Den guten Rat der DLV-Experten, auf einen Doppelstart zu verzichten, schlug der eigenwillige Athlet aus. Die beim Mehrkampf-Meeting in Götzis Ende Mai erreichte Weltklasseleistung von 8433 Punkten beflügelten ihn noch, auch die EM mitzunehmen. „Ich kann es in Helsinki und bei Olympia besser machen“, urteilte der EM-Sechste von 2006, stößt damit aber auf Skepsis. „Unser Königsweg ist, die Finger davon zu lassen“, hatte der leitende Bundestrainer Claus Marek früh gewarnt. DLV-Sportdirektor Thomas Kurschilgen empfahl ebenso vergeblich, „den langen Weg“ an die Themse ohne Umwege zu wählen.

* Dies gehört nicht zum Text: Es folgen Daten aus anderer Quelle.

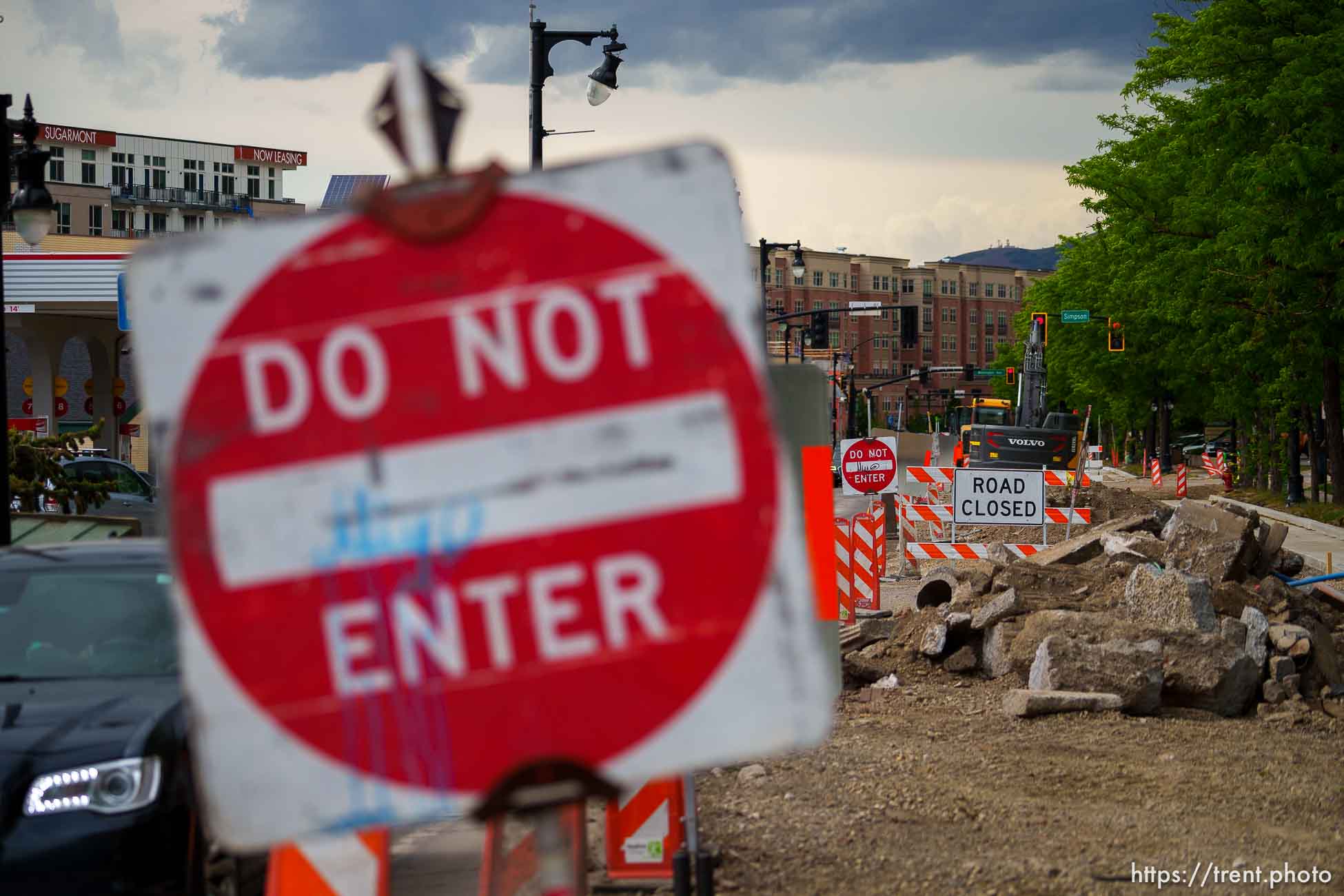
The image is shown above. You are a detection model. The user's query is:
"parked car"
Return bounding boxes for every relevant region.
[0,539,266,896]
[61,457,163,536]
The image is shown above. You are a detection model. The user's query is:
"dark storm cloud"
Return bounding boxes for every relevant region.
[207,0,1185,83]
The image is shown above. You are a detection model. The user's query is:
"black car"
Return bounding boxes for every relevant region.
[0,539,265,896]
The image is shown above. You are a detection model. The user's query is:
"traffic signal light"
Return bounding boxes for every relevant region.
[806,312,831,348]
[1106,317,1125,352]
[1031,312,1050,345]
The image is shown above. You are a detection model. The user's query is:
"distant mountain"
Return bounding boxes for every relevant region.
[948,246,1059,270]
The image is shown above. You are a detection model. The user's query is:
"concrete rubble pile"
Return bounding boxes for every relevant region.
[842,501,1344,720]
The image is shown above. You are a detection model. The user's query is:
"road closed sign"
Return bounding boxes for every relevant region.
[128,146,831,848]
[840,436,899,494]
[952,467,1046,525]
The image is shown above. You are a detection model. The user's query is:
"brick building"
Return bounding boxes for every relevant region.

Sturkopf Behrenbruch hört längst auf andere: Seine Trainer Andrej Nazarow und Erki Nool, zu denen er im November 2011 nach Estland zog, weil er sowohl in seinem Frankfurter Club als mit dem DLV-System nicht mehr klar kam. „Meine Trainer haben mir gesagt, ich soll die EM machen“, sagte Behrenbruch. Den Wechsel in die baltische Hauptstadt Tallinn bereut er nicht. „Was ich da gemacht habe, war meine Entscheidung, meinen Weg zu gehen“, erklärte er. „Die richten sich total nach mir. Ich schlafe so lange ich will und muss nicht um sieben Uhr aufstehen.“

In Deutschland musste er sich anpassen, im Verein oder in Trainingslagern des Verbandes. „Für die Gruppe war er nicht tragbar“, sagte Zehnkampf-Bundestrainer Rainer Pottel. Davon konnte sein Clubkollege Jan Felix Knobel ein Lied singen. Mit ihm und Rico Freimuth (Halle) wird er in London an den Start gehen - in Helsinki sind noch Norman Müller (Halle) und Mathias Brugger (Ulm) am Start. Den Schritt von Behrenbruch, in Tallinn sein Sportlerglück zu suchen, hält Pottel deshalb für richtig: „Da hat er eine andere Motivation, nämlich: Denen zeige ich es.“

Bei der EM hätte Behrenbruch mit seinen 8433 Punkten von Götzis sehr gute Chancen auf eine (Gold-)Medaille. 2010 holte der Franzose Romain Barras mit 8453 Zählern den EM-Titel im Zehnkampf. „Erki traut mir zu, in Helsinki Europameister zu werden“, sagte Behrenbruch. In London dürfte es dagegen fast unmöglich sein, Edelmetall zu gewinnen. Zumindest an dem US-Amerikaner Ashton Eaton, der gerade den Weltrekord auf 9039 Punkten verbesserte, führt kein Weg vorbei. „Wenn sich einer unserer Athleten bei Olympia unter den ersten Acht platzieren würde, wäre das sensationell“, meinte Marek.